KERUKUNAN MASYARAKAT MULTIKULTUR DI DESA BANUROJA, GORONTALO

Abstract

Banuroja merupakan sebuah desa yang mempunyai keunikan dan paling khas dibandingkan desa-desa lainnya di Provinsi Gorontalo, bahkan di seluruh Indonesia. Penduduk Desa Banuroja berasal dari sembilan etnik yaitu Bali, Jawa, Sasak, Gorontalo, Sunda, Minahasa, Bugis, Betawi, dan Batak. Keragaman etnis menyebabkan penduduknya memeluk agama, Islam, Hindu, Kristen Protestan, dan Khatolik. Pada umumnya untuk ukuran suatu desa di Provinsi Gorontalo, Desa Banuroja termasuk masyarakatnya yang heterogen, dan menjadi wadah yang mempertemukan berbagai macam agama, etnik, dan budaya. Masyarakat Banuroja dengan komposisi agama dan kultur yang majemuk, menjadi sampel yang representatif untuk memahami masyarakat multikultur dalam membangun solidaritas.Kerukunan yang terbangun di Banuroja adalah kerukunan dan toleransi dari paradigma pluralisme.

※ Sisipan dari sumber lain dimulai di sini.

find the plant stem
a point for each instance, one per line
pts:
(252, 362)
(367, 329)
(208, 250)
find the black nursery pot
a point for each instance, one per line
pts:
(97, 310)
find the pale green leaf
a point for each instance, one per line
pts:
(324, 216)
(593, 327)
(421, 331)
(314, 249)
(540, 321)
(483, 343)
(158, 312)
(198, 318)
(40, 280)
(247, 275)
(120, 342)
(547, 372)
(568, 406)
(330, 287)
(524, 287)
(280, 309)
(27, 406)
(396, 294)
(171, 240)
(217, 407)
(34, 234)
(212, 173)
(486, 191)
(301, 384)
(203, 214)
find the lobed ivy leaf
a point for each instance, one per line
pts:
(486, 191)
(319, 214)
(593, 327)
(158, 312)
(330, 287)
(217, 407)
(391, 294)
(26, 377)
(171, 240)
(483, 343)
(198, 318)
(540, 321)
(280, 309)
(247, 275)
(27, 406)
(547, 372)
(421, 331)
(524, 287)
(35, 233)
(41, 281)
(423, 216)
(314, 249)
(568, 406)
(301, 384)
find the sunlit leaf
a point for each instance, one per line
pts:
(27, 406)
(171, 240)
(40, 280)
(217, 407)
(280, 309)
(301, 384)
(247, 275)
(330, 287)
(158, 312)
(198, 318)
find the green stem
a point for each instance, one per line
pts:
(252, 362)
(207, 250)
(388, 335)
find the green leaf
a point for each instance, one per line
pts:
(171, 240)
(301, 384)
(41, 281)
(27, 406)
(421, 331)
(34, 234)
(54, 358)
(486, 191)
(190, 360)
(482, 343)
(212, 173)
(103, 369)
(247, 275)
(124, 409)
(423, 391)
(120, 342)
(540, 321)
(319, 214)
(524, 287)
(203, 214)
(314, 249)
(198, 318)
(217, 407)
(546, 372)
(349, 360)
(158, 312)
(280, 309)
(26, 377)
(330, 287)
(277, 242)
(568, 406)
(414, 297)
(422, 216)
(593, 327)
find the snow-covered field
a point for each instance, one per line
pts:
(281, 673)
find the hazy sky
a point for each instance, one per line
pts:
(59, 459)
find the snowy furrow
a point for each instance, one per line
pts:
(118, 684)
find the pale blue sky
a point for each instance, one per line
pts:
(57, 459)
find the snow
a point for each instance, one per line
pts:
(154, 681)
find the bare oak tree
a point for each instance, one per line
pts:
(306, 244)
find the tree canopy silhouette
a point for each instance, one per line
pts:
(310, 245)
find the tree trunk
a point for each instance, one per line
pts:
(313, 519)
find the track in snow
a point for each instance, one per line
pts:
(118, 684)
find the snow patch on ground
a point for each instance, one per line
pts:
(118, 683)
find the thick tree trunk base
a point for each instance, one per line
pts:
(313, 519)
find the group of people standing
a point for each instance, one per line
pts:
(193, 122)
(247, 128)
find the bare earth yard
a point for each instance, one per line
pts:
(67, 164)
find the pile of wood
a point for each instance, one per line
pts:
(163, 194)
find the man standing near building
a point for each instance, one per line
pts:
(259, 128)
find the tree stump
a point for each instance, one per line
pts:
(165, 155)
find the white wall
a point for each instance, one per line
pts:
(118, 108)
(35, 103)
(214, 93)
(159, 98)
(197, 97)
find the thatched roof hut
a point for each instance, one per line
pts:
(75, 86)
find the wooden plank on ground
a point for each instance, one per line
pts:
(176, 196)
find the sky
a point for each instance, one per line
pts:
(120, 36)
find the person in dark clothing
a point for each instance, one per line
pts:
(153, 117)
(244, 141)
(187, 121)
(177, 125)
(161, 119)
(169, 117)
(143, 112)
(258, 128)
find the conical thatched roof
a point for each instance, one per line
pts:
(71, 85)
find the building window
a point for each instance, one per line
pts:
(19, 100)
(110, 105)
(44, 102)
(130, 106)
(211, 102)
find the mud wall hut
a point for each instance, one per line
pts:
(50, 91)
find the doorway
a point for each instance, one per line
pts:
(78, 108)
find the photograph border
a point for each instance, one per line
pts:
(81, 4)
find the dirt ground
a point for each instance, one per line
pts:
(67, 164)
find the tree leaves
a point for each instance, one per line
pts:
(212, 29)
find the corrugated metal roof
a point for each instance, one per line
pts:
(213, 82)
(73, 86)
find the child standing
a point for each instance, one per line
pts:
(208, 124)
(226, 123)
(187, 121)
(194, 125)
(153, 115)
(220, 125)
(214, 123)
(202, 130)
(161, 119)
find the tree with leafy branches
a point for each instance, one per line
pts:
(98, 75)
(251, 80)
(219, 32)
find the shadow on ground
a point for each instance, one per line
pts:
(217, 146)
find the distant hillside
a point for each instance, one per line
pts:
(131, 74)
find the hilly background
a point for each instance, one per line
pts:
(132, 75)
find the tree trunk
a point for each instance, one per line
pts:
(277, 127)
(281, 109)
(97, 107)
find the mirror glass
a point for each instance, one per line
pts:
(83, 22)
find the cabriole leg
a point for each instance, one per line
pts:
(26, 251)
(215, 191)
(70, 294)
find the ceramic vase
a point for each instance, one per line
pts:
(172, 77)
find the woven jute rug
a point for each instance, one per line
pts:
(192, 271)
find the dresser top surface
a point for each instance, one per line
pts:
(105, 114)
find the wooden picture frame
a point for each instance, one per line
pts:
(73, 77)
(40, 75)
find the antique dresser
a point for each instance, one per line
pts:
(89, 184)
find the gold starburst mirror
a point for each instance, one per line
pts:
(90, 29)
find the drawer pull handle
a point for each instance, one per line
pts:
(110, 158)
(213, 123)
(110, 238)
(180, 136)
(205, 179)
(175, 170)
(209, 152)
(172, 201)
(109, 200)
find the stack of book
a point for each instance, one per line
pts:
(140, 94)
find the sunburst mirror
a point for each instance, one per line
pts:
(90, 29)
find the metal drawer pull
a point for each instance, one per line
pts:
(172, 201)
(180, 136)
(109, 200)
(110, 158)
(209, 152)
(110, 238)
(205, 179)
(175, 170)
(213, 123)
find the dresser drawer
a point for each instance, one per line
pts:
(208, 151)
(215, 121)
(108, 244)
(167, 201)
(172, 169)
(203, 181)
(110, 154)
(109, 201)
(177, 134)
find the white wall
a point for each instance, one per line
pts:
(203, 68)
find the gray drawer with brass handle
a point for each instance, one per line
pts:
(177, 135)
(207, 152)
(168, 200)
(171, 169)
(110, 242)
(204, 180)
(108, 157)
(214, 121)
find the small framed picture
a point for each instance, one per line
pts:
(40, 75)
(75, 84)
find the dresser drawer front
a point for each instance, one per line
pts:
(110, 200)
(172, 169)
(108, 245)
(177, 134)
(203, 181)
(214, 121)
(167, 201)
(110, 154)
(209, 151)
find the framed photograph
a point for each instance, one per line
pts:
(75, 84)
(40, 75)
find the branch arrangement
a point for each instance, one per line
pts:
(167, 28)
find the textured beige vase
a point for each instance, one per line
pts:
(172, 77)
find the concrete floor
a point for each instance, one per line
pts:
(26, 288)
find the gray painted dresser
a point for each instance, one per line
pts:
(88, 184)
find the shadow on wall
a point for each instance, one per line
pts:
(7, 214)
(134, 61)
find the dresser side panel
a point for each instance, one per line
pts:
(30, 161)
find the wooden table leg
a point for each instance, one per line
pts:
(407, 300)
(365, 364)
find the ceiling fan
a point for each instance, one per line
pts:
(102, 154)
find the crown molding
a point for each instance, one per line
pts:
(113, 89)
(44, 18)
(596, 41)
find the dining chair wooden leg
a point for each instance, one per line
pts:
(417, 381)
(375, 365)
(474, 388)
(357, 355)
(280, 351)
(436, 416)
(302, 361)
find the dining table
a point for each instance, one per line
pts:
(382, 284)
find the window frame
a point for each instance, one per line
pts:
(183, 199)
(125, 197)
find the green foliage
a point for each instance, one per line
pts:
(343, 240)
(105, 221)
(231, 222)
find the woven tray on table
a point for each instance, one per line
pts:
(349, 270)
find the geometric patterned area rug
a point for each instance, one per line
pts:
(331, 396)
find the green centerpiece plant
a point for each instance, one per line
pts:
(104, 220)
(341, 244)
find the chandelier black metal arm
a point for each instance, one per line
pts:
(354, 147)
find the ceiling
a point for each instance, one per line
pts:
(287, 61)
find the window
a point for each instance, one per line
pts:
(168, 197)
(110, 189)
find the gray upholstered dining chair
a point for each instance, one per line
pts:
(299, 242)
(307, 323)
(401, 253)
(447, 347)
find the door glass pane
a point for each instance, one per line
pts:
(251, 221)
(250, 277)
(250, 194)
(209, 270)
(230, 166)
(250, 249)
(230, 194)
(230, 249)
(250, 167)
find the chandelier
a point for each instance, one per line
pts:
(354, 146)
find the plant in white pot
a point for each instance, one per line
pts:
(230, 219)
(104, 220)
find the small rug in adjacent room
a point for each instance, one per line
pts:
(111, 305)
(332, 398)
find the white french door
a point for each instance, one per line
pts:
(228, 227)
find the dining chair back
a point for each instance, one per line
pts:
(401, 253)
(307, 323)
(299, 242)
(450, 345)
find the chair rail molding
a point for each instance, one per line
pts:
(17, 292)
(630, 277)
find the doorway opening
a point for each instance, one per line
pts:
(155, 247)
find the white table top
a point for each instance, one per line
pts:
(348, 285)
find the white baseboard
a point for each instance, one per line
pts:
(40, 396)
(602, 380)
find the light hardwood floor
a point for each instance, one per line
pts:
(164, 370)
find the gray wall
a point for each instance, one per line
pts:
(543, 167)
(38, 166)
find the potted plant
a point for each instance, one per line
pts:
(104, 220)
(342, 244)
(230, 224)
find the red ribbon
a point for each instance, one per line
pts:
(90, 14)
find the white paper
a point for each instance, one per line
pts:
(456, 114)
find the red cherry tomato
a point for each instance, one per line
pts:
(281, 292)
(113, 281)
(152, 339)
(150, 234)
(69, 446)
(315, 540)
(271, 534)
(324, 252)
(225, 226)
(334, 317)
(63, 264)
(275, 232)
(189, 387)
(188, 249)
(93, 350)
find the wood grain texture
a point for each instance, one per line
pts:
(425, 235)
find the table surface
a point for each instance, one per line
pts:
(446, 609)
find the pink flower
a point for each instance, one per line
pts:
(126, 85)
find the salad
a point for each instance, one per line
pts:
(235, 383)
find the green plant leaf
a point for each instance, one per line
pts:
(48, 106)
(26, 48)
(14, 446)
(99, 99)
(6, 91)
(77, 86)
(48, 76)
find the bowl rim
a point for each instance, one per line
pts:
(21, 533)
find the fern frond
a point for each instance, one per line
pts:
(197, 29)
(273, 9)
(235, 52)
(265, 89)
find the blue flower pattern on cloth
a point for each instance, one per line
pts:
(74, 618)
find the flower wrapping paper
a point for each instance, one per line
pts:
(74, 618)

Masyarakat Banuroja menerima berbagai agama dan etnis dengan upaya menata keragaman dalam membina kerukunannya. Berdasarkan pembagian lima kategori multikulturalisme oleh Bikhu Parekh, maka masyarakat Banuroja termasuk kategori dalam multikulturalisme otonomis, yaitu masyarakat plural di mana kelompok-kelompok kultural utama berusaha mewujudkan kesetaraan dengan budaya dominan dan menginginkan kehidupan dalam kerangka politik yang secara kolektif bisa diterima.Terdapat tiga faktor menjadi pendorong terbangunnya kerukunan umat beragama yaitu rasa persatuan dari berbagai agama dan suku dalam bentuk toleransi, para tokoh masyarakat baik dari tokoh agama maupun tokoh etnik dapat menjaga keseimbangan dan kesetaraan dalam kehidupan masyarakat, dan peran Pesantren Salafiyah Syafiiyah dalam menjaga kerukunan. Penelitian ini dilakukan melalui wawancara dan studi pustaka, dalam rangka memahami kerukunan masyarakat Banuroja.